Just to check for others - do you have ExLlama installed? I think this line means that your QuantLinears are auto_gptq.nn_modules.qlinear.qlinear_exllama.QuantLinear instead of the GeneralQuantLinear I see, and then the classname check triggers.
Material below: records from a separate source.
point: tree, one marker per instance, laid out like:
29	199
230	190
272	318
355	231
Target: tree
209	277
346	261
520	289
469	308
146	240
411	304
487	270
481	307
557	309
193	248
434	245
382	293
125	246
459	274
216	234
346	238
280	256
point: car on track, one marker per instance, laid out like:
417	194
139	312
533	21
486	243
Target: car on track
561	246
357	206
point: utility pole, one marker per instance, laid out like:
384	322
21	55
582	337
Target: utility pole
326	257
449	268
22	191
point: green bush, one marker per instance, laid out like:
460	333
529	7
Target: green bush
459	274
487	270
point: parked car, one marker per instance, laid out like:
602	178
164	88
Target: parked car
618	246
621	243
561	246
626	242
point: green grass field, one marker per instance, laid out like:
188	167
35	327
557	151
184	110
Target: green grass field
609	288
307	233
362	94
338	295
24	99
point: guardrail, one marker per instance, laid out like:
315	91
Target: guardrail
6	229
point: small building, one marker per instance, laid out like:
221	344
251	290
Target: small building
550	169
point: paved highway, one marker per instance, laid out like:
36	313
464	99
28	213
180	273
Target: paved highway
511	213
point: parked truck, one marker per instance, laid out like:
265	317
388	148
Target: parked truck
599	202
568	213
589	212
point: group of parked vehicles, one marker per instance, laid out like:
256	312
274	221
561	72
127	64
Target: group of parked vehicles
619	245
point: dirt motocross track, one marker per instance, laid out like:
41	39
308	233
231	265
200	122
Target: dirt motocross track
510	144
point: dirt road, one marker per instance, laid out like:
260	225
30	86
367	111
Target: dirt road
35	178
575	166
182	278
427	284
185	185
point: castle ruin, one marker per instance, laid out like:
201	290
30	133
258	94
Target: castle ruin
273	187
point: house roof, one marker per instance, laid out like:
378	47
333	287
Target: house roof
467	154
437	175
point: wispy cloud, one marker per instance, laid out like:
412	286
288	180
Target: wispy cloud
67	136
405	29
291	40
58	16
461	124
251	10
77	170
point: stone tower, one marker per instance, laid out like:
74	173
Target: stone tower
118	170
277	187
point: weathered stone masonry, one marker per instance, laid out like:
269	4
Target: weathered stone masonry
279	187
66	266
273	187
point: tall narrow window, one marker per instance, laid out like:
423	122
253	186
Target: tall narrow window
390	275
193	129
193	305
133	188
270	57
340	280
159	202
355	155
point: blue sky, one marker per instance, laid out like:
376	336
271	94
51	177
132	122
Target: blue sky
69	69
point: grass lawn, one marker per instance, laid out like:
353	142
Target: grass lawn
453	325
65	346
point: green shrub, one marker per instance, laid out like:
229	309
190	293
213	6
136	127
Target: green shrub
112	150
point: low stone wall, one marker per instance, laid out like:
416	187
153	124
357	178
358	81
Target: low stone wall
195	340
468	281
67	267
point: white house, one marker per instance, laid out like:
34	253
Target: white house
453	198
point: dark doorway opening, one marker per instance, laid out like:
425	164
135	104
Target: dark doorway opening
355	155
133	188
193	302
You can also just patch that one line of export.py if you'd like.
Yes - that fixed it - thank you!
Do not have ExLlama installed as far as I know...
That said, when I go to run the bin generated with the new script, I am getting this exception:
$ target/release/llama2_rs -c l70b.act64.bin -t 0.0 -s 11 -p "The only thing"
thread 'main' panicked at src/main.rs:106:9:
assertion `left == right` failed
left: 38760382468
right: 41166864388
note: run with `RUST_BACKTRACE=1` environment variable to display a backtrace
I've compiled with the following config, which I think is correct from the README.md:
"--cfg", 'model_size="70B"',
"--cfg", 'quant="Q_4"',
"--cfg", 'group_size="64"']
@timfpark I'm getting the same error after following instructions on this thread - did you end up getting it working?